Coffee culture has exploded in Northern Ireland over the last 12 months.
Coleraine cafe Lost and Found has position itself at the forefront of the rise in popularity of speciality coffee shops.
The Queen Street coffee shop - which was once the site of Moody's grocery store - is the work of two couples, Dave and Emily Lynas, and Dan and Kathleen Hutchinson.
The four have now announced that the cafe, which celebrated its first birthday last month, is doubling in size by opening upstairs to meet the growing demands of coffee culture and the North Coast's summer season.

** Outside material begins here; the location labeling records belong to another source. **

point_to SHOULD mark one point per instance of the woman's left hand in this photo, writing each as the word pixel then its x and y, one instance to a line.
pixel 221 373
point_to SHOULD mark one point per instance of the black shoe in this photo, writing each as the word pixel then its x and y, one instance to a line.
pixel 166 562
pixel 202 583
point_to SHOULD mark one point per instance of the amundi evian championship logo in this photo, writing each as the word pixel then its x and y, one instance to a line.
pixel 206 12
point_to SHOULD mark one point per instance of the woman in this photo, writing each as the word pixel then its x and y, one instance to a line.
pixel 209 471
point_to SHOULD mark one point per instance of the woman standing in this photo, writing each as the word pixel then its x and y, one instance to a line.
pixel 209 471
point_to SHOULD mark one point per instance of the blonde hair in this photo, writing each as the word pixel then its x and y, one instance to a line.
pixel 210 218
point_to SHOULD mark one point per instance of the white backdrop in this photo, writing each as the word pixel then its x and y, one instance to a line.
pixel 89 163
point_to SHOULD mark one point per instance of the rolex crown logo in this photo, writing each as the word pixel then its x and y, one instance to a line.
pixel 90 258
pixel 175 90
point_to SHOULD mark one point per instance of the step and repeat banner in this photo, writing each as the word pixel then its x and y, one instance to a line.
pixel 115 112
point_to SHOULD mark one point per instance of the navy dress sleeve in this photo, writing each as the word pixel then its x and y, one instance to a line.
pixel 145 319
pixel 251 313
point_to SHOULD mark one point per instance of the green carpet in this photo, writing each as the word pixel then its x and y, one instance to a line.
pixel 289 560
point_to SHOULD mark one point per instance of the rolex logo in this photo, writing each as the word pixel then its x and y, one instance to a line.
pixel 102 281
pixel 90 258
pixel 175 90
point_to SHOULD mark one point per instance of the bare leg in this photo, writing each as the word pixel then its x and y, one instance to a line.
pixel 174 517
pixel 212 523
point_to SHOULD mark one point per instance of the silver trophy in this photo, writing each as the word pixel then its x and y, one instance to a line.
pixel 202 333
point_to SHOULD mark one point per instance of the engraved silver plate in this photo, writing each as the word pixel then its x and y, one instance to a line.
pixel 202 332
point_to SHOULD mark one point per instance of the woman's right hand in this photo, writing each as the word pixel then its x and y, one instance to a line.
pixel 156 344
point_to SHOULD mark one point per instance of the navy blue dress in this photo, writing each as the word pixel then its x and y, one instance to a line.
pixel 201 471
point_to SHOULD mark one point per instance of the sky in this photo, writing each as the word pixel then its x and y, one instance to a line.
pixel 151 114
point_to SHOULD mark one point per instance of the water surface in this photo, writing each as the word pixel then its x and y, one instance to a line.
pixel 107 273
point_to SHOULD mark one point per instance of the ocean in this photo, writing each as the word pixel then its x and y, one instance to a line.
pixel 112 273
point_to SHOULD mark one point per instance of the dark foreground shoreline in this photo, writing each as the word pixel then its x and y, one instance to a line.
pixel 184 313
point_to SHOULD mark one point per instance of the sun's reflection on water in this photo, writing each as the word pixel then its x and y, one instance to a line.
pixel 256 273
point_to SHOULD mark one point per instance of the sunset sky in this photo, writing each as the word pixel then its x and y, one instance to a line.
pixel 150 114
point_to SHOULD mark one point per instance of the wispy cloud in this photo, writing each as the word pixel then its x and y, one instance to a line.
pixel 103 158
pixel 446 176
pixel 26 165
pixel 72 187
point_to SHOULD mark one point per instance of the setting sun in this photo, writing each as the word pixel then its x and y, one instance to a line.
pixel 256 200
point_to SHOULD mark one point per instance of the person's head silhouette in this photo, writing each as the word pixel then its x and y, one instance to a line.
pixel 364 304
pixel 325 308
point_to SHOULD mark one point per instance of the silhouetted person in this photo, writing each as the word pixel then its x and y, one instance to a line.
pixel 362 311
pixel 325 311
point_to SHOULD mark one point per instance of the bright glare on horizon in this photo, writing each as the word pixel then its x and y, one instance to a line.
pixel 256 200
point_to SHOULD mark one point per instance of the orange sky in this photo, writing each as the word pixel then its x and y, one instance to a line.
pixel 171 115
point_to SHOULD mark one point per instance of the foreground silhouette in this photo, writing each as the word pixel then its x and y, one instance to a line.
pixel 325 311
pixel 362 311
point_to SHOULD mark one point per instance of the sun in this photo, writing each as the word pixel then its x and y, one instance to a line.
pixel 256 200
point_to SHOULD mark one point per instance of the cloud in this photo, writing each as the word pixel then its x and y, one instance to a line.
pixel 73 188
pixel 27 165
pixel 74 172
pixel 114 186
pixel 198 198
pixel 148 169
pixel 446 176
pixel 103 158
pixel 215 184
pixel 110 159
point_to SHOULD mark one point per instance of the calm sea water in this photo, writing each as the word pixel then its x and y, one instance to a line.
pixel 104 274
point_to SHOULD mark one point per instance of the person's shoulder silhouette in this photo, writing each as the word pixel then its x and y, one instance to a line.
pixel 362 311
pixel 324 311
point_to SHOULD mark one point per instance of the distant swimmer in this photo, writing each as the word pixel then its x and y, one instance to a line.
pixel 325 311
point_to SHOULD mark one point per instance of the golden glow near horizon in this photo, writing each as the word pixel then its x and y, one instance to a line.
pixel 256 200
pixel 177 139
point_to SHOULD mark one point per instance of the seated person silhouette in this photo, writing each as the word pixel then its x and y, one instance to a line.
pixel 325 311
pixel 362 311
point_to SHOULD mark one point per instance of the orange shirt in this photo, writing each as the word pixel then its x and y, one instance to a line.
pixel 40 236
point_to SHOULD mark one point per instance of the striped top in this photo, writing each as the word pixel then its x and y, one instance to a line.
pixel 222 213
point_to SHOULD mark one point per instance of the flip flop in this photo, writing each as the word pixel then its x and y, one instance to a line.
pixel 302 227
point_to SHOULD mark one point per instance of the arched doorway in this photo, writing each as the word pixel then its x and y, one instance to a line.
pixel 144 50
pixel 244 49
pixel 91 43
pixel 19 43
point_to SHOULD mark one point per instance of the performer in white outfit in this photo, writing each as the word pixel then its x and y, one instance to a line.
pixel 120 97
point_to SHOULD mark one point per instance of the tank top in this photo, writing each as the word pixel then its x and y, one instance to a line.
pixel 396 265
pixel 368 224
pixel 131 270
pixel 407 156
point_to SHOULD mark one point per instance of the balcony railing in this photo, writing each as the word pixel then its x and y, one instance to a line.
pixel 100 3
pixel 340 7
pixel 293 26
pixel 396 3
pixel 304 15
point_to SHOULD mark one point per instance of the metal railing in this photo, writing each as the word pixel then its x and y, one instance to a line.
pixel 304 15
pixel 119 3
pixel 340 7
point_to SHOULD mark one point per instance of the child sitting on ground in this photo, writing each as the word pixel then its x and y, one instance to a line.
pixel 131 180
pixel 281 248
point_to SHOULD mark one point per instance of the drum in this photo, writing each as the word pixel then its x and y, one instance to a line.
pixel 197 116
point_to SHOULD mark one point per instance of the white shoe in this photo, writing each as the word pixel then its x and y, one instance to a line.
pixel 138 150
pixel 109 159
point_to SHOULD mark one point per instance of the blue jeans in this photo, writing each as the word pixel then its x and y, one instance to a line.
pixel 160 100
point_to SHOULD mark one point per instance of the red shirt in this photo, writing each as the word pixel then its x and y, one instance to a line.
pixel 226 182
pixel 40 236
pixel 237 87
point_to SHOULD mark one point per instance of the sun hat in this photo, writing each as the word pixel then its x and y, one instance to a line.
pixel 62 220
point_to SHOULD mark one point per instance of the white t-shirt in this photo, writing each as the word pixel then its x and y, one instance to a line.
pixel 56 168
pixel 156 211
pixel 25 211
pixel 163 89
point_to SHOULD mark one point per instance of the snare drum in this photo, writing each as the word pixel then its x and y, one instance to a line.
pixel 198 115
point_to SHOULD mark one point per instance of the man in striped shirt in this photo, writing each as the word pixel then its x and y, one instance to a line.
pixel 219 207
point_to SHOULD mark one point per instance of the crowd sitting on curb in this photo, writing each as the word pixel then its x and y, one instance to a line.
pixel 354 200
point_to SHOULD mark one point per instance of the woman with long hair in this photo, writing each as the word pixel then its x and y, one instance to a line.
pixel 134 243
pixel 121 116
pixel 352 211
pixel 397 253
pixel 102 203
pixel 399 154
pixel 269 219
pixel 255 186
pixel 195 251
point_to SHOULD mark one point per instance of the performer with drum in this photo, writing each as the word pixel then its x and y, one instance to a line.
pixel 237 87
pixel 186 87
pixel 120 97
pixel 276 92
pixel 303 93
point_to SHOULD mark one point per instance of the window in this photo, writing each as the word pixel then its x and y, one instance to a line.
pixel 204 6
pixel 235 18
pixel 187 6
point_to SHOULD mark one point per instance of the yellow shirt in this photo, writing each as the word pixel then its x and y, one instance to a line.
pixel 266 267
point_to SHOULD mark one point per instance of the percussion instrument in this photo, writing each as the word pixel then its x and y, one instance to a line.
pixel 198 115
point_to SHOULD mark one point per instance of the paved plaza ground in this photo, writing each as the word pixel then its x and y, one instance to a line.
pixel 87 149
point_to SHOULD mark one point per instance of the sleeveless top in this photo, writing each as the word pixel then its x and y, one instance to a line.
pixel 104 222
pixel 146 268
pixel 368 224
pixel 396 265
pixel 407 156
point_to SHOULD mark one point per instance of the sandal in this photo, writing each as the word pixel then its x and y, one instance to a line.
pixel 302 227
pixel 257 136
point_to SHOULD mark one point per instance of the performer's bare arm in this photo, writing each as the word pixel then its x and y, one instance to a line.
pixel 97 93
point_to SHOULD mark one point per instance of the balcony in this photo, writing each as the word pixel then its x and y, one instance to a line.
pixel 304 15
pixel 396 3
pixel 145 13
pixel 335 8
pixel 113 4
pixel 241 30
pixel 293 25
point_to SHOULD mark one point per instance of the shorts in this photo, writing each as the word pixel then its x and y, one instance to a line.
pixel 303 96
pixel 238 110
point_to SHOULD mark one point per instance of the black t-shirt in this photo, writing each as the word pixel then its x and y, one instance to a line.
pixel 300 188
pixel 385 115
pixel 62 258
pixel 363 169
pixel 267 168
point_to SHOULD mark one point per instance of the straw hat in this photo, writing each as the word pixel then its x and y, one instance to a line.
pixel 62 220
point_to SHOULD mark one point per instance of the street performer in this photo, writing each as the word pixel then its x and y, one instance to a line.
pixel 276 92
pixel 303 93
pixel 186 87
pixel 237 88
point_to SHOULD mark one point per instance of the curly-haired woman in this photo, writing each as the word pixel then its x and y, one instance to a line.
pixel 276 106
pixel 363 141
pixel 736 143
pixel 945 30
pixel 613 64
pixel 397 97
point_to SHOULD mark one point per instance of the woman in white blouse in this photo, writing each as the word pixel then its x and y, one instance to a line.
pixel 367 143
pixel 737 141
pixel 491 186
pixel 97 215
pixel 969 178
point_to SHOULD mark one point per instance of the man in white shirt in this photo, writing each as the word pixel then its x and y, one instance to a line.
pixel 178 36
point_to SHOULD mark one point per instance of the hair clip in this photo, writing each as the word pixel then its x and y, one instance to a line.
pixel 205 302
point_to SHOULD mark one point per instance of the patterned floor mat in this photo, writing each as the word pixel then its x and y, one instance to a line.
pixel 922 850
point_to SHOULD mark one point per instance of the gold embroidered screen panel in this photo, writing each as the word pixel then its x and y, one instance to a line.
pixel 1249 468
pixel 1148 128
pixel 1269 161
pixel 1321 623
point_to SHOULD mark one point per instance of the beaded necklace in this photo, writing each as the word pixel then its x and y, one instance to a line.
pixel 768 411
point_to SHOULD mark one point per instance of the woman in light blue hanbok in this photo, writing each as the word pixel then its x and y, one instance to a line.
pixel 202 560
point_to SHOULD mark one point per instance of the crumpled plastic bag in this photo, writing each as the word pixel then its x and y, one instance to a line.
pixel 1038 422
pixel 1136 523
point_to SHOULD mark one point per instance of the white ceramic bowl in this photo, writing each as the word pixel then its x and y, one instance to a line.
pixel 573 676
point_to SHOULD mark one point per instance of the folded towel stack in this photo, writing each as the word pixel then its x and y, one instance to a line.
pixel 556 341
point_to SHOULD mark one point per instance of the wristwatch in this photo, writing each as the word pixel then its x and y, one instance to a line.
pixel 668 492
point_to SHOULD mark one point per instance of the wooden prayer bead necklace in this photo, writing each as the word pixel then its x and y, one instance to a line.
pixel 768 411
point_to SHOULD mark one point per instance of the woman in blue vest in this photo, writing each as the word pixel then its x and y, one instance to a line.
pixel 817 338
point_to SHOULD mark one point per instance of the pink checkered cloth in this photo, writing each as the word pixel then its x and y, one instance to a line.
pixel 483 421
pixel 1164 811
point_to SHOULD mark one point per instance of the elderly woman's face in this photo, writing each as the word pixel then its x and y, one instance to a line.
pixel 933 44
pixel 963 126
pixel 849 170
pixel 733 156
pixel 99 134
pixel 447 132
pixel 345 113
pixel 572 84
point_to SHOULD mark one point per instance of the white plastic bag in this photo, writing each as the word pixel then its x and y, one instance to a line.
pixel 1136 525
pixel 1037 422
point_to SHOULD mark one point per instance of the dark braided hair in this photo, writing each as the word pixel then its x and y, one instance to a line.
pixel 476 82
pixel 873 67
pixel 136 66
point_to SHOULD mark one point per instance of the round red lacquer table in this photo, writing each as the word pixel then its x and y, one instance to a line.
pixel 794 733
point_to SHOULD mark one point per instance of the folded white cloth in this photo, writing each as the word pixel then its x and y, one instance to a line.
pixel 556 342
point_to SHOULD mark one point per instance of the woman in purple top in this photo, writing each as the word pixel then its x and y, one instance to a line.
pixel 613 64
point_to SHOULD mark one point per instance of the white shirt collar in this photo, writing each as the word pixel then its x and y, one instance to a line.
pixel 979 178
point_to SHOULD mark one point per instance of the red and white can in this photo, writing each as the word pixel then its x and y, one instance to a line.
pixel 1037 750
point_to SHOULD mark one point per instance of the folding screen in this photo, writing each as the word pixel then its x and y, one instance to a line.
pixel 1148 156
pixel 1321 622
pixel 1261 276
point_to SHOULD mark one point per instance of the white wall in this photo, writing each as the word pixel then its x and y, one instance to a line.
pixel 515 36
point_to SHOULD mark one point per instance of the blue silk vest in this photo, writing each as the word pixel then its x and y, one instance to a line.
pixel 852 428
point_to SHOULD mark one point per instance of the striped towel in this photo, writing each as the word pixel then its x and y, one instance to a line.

Mr Lynas said that customers were travelling from all over Northern Ireland to try out the cafe, so that it has had to expand.
He said: "A big part of it was we had outgrown the space. We find at the weekends we're just rammed.
"We have customers driving up from Belfast a lot, and we want to be able to cater for them."
Capacity in the cafe will double from 35 to 70.
Mr Lynas said: "The nature of where we are on the North Coast is a totally seasonal thing.
"Right now in the winter months our downstairs is probably the correct capacity for the town, but as soon as March and decent weather begins there is a whole influx of people."
The coffee shop can now rent out upstairs for private functions and its own coffee-related events.
Architecture firm Oscar and Oscar was brought in to design upstairs after their work on the lower part of the building.
The duo, who specialise in reclamation work, has also worked on Belfast restaurants Howard Street and OX, and Harry's Shack on Portstewart Strand. The upstairs has also been made over with furniture reclaimed from University College Dublin - the downstairs already features tables from the university.
Mr Lynas said: "They closed three or four lecture theatres and Oscar & Oscar got most of the gear.
"It's beautifully aged pine shelving, which has worked out really well.
"Then the tables will be made from the same, old reclaimed lecture benches."
The upstairs will also feature larger tables seating eight or nine people in order to lend a feeling of community to the space.